I'm familiar with the source he's quoting,

Harun Yahya has written a ton of books and has a massive following in the Islamic world. As someone raised in a liberal Muslim family, I've suffered through a few of them. They're mostly bald assertions meant to reinforce belief in those who already have it. Persuasive content is practically nonexistent, and the science is usually so terrible as to leave one wondering whether he isn't trolling his entire readership. His Atlas of Creation was famously taken apart by Richard Dawkins in a talk somewhere (quite humorously, I might add).

You don't need any of the techniques developed at LessWrong to dismiss it as nonsense - Traditional Rationality will do the job just fine.

comment by HonoreDB · 2011-01-25T14:53:49.405Z · LW(p) · GW(p)

Hi truewords,

I did get a kick out of this article, especially the part about the universe constantly expanding. In the past, I've gotten similar enjoyment from similar articles on Nostradamus and other religious texts. When I personally read a creation myth the ancient Greek comedian Aristophanes came up with, I was amused at how closely it seemed to follow the modern description of the evolution of life from single-celled, asexual organisms. And yet he composed the story in ignorance and as an allegory.

We get to have fun like this because we are very good at forcing text into inappropriate molds. I recently rediscovered a term for this, the "Texas Sharpshooter Fallacy," a reference to the joke where a gunfighter shoots at a wall first, then draws the target around it so it looks like his shot was perfect. And just to show that you can do this with anything, I rediscovered it because someone used it to describe my joke comparing Mad Men and Firefly.

Now, if someone were to use the hints in the Koran to make an advance prediction about some cosmological fact, I'd be impressed. I'd be more likely to believe that a djinn created it than an omniscient god, though; that seems like a more parsimonious hypothesis.
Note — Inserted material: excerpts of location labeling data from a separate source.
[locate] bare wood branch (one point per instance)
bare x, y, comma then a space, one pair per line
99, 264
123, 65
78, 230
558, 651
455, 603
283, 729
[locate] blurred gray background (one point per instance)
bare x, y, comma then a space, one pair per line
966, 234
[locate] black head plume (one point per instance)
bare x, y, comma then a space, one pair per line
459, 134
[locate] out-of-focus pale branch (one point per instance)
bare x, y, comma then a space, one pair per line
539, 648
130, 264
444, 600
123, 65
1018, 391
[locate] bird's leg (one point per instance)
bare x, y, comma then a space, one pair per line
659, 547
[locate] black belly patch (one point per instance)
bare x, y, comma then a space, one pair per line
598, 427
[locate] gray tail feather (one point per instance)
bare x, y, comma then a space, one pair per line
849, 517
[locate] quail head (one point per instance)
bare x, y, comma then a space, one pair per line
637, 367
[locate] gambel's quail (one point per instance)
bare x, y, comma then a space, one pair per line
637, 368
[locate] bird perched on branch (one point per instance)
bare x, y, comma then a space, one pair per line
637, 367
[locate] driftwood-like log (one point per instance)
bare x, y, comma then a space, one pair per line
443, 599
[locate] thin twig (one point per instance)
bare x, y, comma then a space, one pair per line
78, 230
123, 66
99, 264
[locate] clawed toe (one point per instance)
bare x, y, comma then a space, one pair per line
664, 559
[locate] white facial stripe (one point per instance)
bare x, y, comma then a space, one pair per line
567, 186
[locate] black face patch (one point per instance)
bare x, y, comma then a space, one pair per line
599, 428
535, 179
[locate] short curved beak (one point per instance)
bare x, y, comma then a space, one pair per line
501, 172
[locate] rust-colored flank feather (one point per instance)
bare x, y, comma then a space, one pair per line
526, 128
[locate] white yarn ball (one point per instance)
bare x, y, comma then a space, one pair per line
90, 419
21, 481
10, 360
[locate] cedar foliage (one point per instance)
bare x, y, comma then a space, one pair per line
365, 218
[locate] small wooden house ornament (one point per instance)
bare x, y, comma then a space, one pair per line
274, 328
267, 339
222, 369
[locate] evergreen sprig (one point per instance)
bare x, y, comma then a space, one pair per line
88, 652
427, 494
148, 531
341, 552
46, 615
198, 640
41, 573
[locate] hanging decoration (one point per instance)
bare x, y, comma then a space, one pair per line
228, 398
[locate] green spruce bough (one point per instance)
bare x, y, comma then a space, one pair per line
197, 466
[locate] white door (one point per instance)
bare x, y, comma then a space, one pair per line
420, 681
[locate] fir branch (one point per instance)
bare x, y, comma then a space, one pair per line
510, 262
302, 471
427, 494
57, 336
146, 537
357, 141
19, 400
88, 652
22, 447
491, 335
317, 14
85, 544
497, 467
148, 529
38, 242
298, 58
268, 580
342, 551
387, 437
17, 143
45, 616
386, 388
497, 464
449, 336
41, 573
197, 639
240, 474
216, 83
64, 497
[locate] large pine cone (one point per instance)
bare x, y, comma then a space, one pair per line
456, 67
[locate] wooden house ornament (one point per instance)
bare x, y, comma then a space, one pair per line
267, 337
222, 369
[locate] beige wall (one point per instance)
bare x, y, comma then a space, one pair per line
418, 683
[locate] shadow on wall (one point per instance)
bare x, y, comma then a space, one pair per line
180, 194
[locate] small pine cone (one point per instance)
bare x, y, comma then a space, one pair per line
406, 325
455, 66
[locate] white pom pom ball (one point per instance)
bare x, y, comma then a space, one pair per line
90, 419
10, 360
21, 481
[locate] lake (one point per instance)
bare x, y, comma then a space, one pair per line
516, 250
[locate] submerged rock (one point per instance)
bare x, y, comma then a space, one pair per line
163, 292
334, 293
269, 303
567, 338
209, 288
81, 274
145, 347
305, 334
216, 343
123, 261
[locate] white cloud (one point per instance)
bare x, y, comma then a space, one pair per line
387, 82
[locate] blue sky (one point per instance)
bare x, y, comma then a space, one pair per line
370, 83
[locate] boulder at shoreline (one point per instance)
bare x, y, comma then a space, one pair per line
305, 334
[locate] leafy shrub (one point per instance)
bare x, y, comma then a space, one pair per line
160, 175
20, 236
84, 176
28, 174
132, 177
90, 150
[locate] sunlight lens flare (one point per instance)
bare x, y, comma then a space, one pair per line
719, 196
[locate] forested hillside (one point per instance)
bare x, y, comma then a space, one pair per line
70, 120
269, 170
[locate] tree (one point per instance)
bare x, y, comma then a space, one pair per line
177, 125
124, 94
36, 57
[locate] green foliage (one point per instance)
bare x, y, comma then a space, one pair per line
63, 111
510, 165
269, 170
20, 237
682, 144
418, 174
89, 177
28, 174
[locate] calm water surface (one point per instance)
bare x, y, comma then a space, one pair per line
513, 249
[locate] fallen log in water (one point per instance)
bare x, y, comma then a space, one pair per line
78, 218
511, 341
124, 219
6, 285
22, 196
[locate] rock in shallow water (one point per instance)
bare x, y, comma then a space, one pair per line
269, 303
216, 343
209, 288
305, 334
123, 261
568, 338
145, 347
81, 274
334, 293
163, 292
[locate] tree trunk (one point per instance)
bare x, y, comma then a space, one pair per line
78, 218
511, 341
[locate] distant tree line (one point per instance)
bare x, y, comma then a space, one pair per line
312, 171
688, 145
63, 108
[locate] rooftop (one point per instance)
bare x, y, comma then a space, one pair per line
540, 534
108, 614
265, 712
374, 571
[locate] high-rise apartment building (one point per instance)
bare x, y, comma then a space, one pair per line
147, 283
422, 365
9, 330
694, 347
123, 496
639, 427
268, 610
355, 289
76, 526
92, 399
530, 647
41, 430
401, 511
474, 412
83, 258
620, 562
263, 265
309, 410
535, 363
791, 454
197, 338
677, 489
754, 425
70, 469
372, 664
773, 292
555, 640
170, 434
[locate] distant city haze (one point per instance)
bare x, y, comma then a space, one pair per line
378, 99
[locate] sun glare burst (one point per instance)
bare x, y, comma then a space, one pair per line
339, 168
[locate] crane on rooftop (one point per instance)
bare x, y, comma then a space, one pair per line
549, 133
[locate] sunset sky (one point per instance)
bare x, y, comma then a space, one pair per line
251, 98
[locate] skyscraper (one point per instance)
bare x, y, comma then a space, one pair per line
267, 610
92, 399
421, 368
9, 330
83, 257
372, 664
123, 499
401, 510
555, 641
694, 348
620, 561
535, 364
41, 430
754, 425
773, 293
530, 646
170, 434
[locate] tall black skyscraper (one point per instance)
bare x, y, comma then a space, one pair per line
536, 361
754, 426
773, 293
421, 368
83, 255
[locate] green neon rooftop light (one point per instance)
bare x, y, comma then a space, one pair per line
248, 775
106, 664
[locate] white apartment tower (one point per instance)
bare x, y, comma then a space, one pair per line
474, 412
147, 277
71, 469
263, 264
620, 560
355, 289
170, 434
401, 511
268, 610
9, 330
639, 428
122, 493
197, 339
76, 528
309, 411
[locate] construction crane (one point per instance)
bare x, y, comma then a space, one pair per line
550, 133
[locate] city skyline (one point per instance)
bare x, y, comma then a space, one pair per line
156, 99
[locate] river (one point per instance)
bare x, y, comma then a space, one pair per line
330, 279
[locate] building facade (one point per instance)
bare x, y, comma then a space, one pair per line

comment by Alicorn · 2011-01-25T14:25:45.499Z · LW(p) · GW(p)

It is not immediately obvious to me whether this should be banned as spam, banned as some non-spam bannable category, or left in place. What do others think?

Replies from: grouchymusicologist, JenniferRM, jimrandomh
comment by grouchymusicologist · 2011-01-25T14:31:41.181Z · LW(p) · GW(p)

My own feeling is that religious proselytizing copy-pasted from another website is sufficiently (and obviously) far from the LW purpose that it should be banned. It is not a good-faith attempt to engage with the LW community.

comment by JenniferRM · 2011-01-25T14:32:22.685Z · LW(p) · GW(p)

My first thought was that this was delicious precisely because it was so cleverly on the edge of these categories. My first instinct is to treat it like an actual claim and vote or comment as appropriate, rather than delete as spam, because theology is technically on topic here, but I'm not sure this instinct should be respected...

EDITED: The author has no previous comments or articles which pushes me more in the direction of delete-as-spam, but not overwhelmingly so.

comment by jimrandomh · 2011-01-25T16:37:54.586Z · LW(p) · GW(p)

Ban as spam. Ignoring all the other reasons why it's objectionable, it's a brand-new account posting a link and copy-pasted text. The link is significant, because it makes it clear that the post's purpose is to drive traffic to another site, not to contribute to this one.

comment by James_Miller · 2011-01-25T14:50:31.145Z · LW(p) · GW(p)

Please give examples of the "many scientific facts " to which you refer.